Friday 10:45–13:00 in Hall 7

Data Wrangling with Python

Katharine Jarmul

Audience level:
Novice

Description

Want to learn how to clean, investigate, explore and analyze your data using Python? This workshop will take you from using Python as a developer into the basics of using Python as a data wrangler. We will cover an introduction to several data science libraries including Pandas, as well as some basic charting and reporting libraries.

Abstract

Overview

In this tutorial, we'll be taking an exploratory look at how to perform data wrangling using Python. It's assumed the audience has a working understanding of Python and some basic data analysis exposure.

Participants will leave the class with a better understanding of useful Python libraries for data analysis, as well as some hands-on scripts built throughout the tutorial. With these initial first steps, they should feel comfortable integrating data analysis into their current Python projects.

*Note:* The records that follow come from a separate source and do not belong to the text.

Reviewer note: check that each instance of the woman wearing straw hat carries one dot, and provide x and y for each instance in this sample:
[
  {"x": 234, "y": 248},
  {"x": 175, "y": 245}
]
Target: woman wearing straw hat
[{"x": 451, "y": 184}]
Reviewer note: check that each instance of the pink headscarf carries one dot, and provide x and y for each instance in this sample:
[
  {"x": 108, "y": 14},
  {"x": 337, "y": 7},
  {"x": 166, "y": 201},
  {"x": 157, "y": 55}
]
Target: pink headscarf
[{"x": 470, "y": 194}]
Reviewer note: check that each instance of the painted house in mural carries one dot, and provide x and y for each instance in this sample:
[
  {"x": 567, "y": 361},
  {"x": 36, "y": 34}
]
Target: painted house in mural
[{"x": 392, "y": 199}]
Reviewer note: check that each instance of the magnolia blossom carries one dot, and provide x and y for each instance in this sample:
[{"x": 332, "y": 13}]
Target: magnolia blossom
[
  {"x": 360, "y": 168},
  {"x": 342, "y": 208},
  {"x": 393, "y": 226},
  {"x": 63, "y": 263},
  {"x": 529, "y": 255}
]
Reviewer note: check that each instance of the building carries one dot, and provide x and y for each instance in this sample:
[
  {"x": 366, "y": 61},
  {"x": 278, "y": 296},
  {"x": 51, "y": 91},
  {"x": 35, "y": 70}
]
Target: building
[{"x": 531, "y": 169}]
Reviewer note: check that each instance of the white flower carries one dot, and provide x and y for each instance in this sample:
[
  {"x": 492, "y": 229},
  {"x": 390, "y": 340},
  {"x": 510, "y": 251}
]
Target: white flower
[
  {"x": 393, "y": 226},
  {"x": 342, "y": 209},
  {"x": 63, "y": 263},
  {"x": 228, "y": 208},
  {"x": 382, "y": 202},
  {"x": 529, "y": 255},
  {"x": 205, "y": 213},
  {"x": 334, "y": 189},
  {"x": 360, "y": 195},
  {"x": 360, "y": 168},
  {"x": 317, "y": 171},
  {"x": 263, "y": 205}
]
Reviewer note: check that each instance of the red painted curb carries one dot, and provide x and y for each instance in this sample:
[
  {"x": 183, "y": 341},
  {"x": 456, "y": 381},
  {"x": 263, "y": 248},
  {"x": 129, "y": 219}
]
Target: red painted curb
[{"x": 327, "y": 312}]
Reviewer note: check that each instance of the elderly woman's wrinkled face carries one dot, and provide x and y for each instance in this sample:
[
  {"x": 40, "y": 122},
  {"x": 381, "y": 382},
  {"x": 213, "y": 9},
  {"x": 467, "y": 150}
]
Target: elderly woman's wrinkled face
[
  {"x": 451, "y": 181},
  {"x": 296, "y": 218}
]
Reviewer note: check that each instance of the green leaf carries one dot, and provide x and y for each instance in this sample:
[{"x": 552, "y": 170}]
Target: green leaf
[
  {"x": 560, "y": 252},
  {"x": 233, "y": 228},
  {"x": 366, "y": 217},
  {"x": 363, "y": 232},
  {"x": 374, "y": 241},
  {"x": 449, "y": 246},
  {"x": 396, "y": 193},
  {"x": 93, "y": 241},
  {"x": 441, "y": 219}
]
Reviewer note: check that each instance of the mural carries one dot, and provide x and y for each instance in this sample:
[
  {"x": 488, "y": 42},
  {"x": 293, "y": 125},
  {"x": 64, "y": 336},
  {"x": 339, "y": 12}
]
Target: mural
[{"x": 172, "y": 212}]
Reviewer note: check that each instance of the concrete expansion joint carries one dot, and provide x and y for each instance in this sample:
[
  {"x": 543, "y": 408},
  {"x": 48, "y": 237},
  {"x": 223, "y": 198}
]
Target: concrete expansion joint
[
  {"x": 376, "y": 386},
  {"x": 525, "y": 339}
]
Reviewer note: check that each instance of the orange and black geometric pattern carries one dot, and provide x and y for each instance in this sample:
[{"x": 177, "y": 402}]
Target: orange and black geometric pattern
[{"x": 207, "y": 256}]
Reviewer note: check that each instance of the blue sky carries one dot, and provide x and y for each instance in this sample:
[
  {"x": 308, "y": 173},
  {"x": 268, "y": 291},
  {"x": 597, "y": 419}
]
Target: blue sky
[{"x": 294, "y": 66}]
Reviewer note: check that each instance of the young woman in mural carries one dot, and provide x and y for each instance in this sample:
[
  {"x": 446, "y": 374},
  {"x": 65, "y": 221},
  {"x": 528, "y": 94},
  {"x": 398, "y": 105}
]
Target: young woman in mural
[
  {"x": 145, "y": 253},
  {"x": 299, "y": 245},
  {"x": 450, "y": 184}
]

Please download the github repository before the tutorial.

Outline

Introduction to Data Wrangling with Python

  • How to ask questions
  • Where to find data
  • Why Python?

Initial setup

  • IPython Notebook
  • Getting the data

Importing data

  • Working with easy formats
  • Working with hard formats
  • APIs

Exploring data

  • Using pandas
  • Asking simple questions
  • Joining datasets

Analysing data

  • What is the data saying
  • Standardization and normalization
  • Making conlusion

Reporting your findings

  • Who is your audience
  • Charting data
  • Interactive charts and graphs

Next steps

  • Where to go from here
  • Q&A
  • "Homework"